Tuesday, December 12, 2006

Who Does What. Roles In Your Business


Many small businesses start with the owner doing all the tasks that need to be undertaken to get the business growing. Having a plan to develop the business can start with a map of what the current territory looks like, and that can be as simple as commencing with good descriptions of each position that is important within the business – even when every position is currently filled by you!

Whether you look in the future to add employees or outsource parts of the operations to an outside service provider, it is helpful to have a good description of the position, both for the execution of the role in the best possible way, but when well crafted, can form the basis of your recruiting criteria for the position, as well as the baseline for assessing performance during future reviews.

Michael Gerber famously described the difference between “working in your business” from “working on your business.” With a good outline for all those positions within your business – both currently being undertaken, but also those duties that *should* be happening – even if they are not yet – then you have a great starting point to grow a healthy business.

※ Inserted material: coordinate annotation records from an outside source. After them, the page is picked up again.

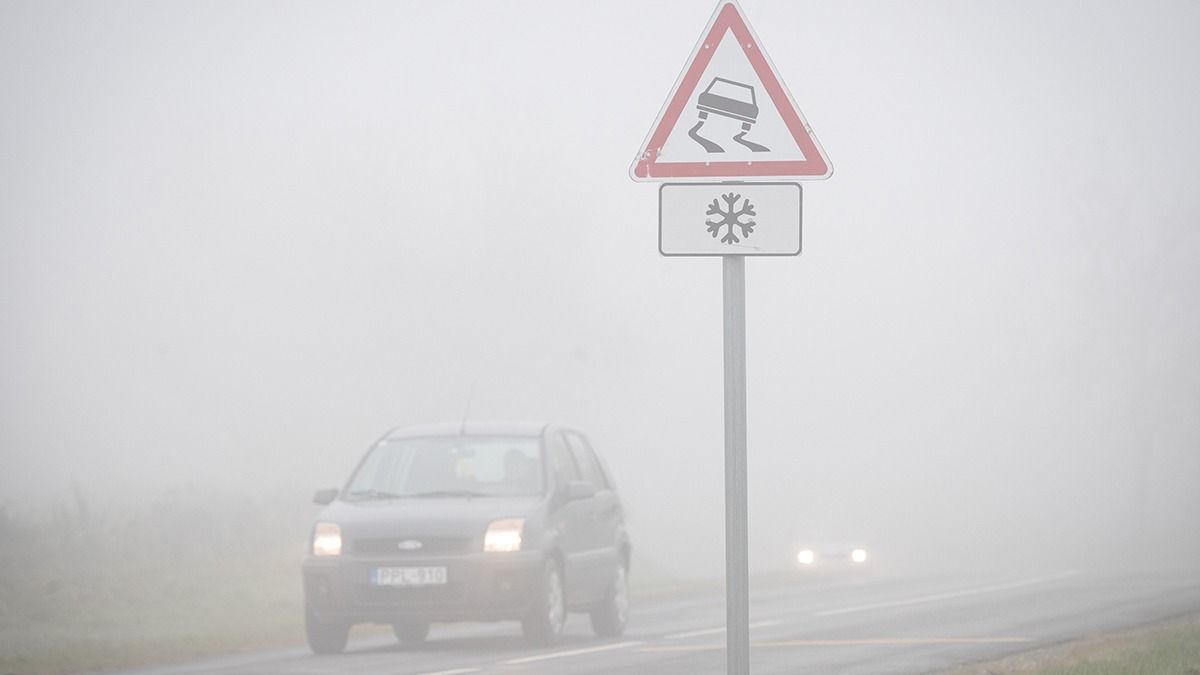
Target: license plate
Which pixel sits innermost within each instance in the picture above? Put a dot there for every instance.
(408, 575)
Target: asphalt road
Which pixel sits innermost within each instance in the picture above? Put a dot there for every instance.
(819, 626)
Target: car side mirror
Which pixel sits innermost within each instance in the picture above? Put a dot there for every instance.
(579, 490)
(324, 496)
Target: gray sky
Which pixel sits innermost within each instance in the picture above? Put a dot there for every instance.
(240, 240)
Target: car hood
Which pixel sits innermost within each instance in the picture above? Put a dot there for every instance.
(415, 517)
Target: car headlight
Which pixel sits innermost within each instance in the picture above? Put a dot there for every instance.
(327, 539)
(503, 536)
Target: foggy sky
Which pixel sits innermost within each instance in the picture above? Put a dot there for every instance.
(240, 240)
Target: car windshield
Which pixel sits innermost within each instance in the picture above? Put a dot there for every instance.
(454, 466)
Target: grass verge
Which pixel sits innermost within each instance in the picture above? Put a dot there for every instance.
(1171, 647)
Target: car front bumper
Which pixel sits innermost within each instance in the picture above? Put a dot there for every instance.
(479, 587)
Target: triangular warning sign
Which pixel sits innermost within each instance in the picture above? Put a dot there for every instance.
(730, 115)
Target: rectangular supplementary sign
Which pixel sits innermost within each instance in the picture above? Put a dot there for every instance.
(730, 219)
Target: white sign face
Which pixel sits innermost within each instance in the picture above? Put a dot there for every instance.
(730, 115)
(730, 219)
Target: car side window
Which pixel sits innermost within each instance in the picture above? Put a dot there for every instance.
(565, 469)
(588, 463)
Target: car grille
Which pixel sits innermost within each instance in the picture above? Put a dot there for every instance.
(389, 547)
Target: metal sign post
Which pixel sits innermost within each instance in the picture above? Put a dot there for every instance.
(737, 565)
(727, 123)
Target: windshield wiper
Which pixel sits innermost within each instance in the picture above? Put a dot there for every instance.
(449, 494)
(373, 495)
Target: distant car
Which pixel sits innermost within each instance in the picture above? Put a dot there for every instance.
(469, 523)
(823, 555)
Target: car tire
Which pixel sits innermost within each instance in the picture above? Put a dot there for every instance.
(545, 621)
(325, 637)
(609, 617)
(411, 632)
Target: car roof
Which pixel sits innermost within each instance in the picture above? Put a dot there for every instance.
(472, 428)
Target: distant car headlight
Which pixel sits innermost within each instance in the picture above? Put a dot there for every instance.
(503, 536)
(327, 539)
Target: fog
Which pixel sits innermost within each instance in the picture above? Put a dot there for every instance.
(240, 242)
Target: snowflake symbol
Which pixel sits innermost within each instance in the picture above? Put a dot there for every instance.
(730, 217)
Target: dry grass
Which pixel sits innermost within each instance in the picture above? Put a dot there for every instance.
(1170, 647)
(191, 574)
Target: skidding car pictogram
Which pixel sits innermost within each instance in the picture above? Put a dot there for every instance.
(732, 100)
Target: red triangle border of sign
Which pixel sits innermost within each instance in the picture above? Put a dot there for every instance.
(813, 166)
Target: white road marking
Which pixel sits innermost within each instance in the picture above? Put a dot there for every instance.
(951, 595)
(714, 631)
(869, 641)
(571, 652)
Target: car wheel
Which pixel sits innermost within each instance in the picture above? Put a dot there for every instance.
(325, 637)
(610, 616)
(544, 623)
(411, 632)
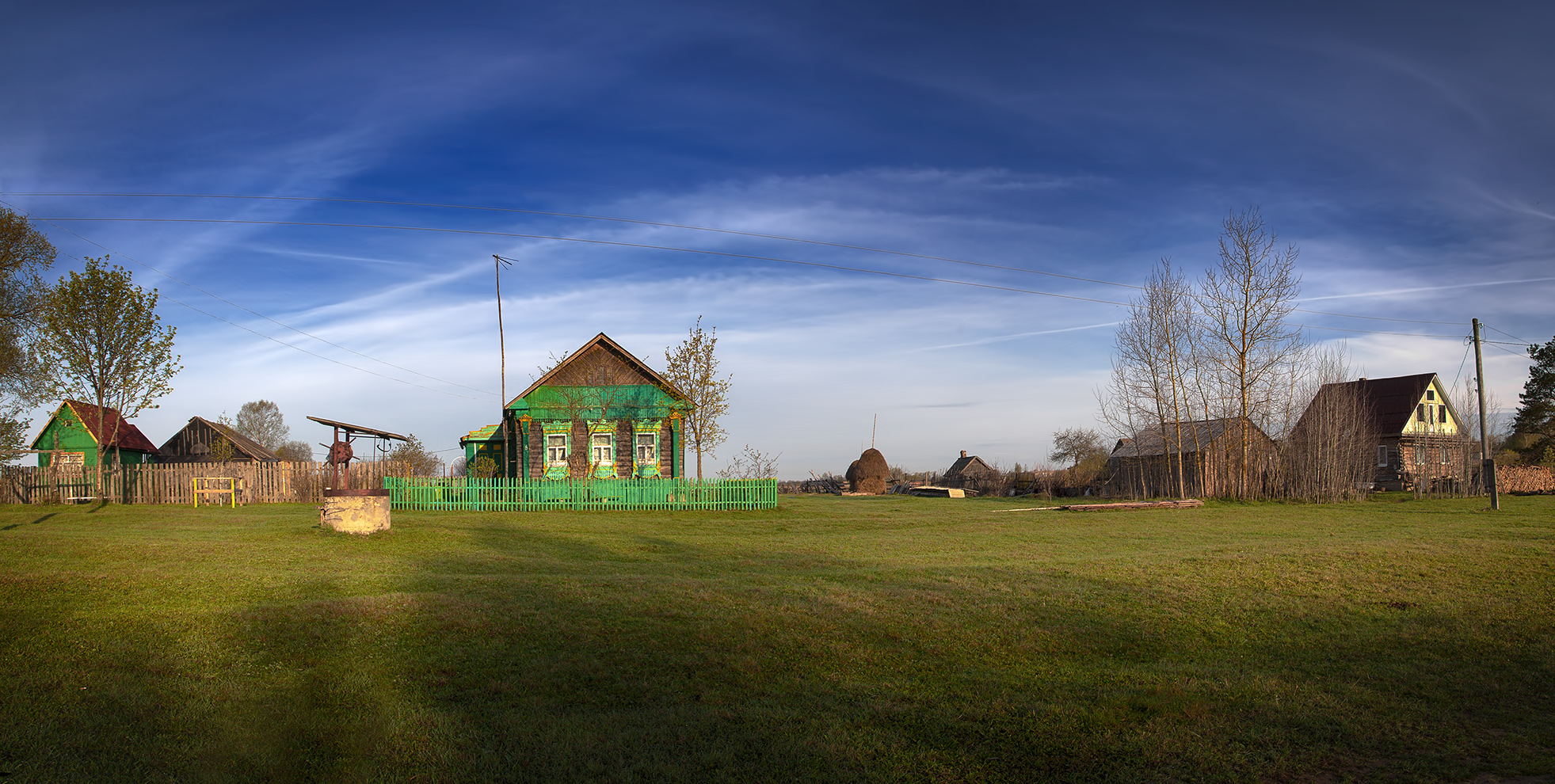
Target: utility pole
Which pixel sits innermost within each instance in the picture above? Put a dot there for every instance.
(1487, 464)
(501, 344)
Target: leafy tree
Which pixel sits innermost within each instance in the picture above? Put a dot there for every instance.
(263, 422)
(294, 451)
(101, 335)
(694, 371)
(1534, 425)
(416, 459)
(24, 256)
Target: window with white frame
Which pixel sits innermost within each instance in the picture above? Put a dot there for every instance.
(602, 448)
(555, 448)
(647, 448)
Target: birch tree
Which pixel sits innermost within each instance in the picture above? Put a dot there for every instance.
(694, 369)
(1246, 299)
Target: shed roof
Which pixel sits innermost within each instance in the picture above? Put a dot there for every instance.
(238, 440)
(1195, 435)
(481, 435)
(967, 466)
(122, 435)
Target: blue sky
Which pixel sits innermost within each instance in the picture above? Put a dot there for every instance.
(1406, 154)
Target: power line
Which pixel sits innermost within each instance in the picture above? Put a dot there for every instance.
(300, 348)
(257, 313)
(666, 224)
(646, 246)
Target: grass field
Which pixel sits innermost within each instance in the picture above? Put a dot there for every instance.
(829, 640)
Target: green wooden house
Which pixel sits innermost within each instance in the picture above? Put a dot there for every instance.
(71, 436)
(600, 413)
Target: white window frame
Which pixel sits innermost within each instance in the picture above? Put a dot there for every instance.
(594, 448)
(552, 458)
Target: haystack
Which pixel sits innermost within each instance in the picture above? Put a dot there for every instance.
(870, 474)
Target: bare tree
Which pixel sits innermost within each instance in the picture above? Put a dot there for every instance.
(1248, 341)
(263, 422)
(694, 369)
(1330, 455)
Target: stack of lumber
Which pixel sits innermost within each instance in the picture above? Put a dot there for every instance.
(1524, 479)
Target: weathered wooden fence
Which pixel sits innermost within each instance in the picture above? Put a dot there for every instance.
(518, 495)
(174, 484)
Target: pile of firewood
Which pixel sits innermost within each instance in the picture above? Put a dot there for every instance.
(1524, 479)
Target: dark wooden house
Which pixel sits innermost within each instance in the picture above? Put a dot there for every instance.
(206, 440)
(966, 472)
(600, 413)
(1146, 464)
(74, 432)
(1419, 435)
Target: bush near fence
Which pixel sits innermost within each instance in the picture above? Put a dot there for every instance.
(520, 495)
(279, 482)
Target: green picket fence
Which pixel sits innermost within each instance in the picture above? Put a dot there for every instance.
(520, 495)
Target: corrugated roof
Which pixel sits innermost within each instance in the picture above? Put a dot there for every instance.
(1195, 436)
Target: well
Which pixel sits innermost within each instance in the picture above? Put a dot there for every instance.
(355, 511)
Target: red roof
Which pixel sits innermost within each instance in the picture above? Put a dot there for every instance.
(125, 437)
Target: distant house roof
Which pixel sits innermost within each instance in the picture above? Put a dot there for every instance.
(240, 442)
(481, 435)
(1390, 400)
(1195, 436)
(120, 433)
(966, 467)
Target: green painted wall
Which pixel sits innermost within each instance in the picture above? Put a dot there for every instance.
(74, 436)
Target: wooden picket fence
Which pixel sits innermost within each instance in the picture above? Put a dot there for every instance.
(280, 482)
(534, 495)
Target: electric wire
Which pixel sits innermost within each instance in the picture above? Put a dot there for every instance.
(253, 311)
(666, 224)
(300, 348)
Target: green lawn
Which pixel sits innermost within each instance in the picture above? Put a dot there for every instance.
(829, 640)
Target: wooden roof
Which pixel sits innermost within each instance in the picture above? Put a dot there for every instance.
(240, 442)
(1390, 400)
(558, 375)
(967, 466)
(126, 436)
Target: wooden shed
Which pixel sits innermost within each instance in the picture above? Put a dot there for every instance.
(201, 440)
(1146, 464)
(74, 432)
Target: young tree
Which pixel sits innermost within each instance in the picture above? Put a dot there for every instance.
(1534, 427)
(694, 369)
(263, 422)
(1252, 350)
(101, 335)
(24, 256)
(416, 459)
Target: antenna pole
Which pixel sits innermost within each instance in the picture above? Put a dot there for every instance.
(1487, 464)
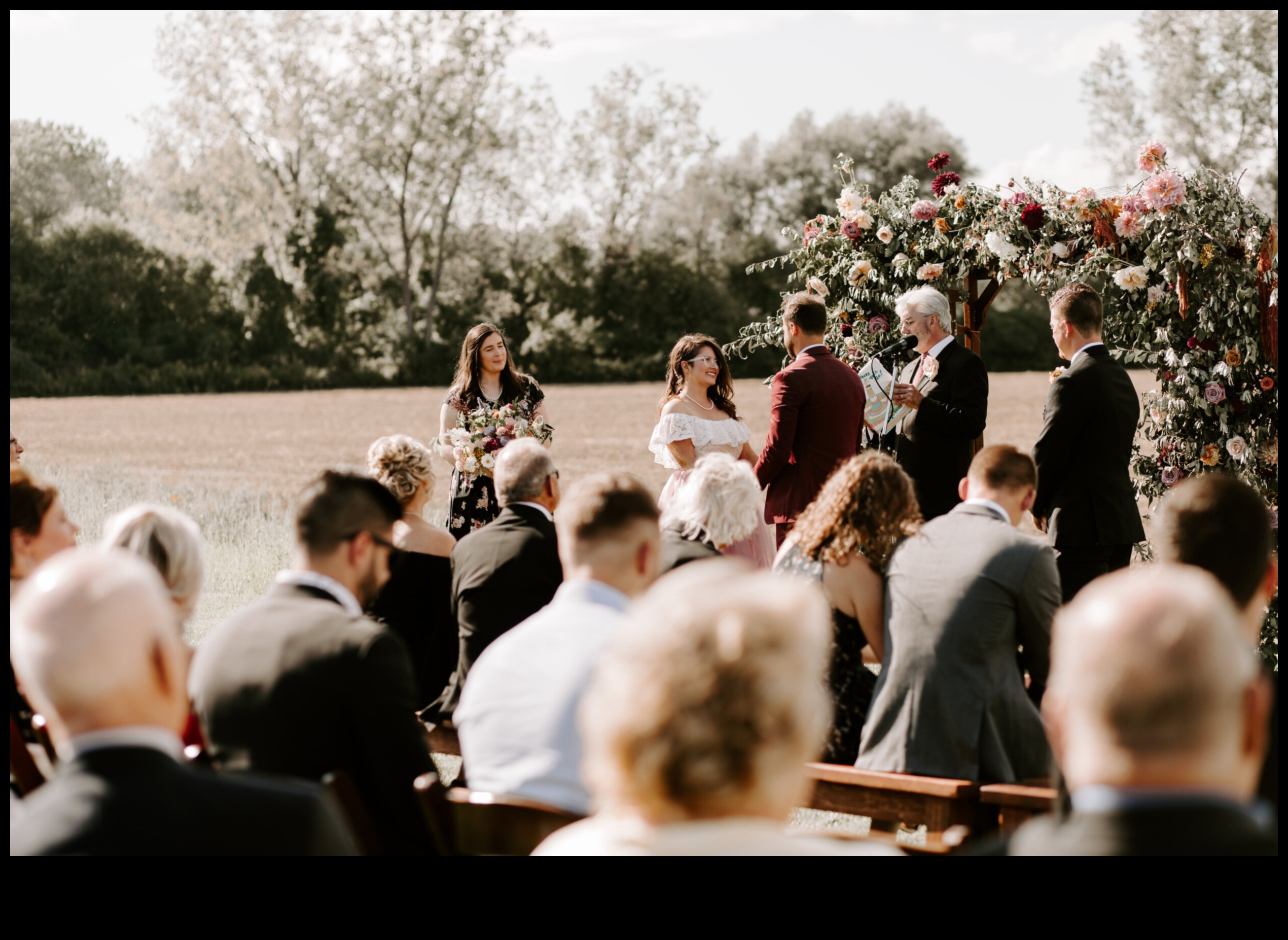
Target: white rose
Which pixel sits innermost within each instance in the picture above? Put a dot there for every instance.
(849, 205)
(998, 245)
(1131, 278)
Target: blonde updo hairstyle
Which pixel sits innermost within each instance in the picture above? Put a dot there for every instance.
(712, 697)
(172, 541)
(401, 465)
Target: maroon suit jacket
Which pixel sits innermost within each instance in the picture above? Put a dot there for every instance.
(816, 423)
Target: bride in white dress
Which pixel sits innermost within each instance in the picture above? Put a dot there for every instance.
(698, 417)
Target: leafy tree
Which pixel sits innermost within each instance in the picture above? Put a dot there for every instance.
(1213, 94)
(54, 169)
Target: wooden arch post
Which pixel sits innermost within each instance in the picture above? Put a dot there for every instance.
(982, 288)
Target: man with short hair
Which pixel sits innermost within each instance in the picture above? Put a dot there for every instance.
(962, 597)
(1157, 715)
(1222, 525)
(1086, 501)
(816, 419)
(518, 712)
(947, 389)
(302, 683)
(507, 571)
(93, 640)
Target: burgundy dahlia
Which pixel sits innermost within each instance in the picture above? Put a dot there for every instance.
(945, 181)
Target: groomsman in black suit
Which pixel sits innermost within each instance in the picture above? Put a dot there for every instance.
(302, 683)
(509, 570)
(97, 648)
(947, 389)
(1086, 500)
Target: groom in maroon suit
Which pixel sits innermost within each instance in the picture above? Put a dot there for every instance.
(816, 416)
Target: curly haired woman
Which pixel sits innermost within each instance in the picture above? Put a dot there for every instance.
(843, 541)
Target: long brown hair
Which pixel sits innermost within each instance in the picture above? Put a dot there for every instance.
(686, 348)
(469, 369)
(866, 506)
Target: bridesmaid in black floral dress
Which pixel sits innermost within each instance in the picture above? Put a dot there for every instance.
(485, 375)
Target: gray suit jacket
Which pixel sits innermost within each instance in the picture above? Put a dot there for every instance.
(961, 597)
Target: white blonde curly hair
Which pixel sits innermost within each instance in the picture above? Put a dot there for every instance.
(721, 500)
(401, 465)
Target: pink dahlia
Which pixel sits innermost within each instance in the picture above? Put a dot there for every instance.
(1129, 226)
(924, 211)
(945, 181)
(1152, 156)
(1165, 190)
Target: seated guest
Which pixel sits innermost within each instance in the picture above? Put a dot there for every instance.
(518, 712)
(96, 644)
(39, 530)
(719, 505)
(507, 571)
(843, 542)
(168, 539)
(416, 603)
(961, 597)
(1157, 714)
(301, 683)
(1223, 526)
(701, 716)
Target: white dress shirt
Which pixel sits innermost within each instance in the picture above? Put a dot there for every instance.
(989, 505)
(307, 578)
(544, 511)
(1098, 343)
(518, 712)
(127, 736)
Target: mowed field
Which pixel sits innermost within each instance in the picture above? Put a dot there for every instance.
(236, 462)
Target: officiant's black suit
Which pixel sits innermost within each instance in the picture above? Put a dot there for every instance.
(138, 802)
(294, 684)
(937, 442)
(502, 575)
(1084, 458)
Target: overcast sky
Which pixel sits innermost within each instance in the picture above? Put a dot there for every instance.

Armed with comprehensive position descriptions, some well written procedures for each task and a visual organization chart, you are well on your way to developing your own ‘franchise prototype’. That’s smart. Smart for your business, and smart for your sanity as a business owner. And of course, all that smart translates as profitability. A well-run business will earn you more money, save you unnecessary stress and be worth more to a prospective buyer. You’d prefer that, right?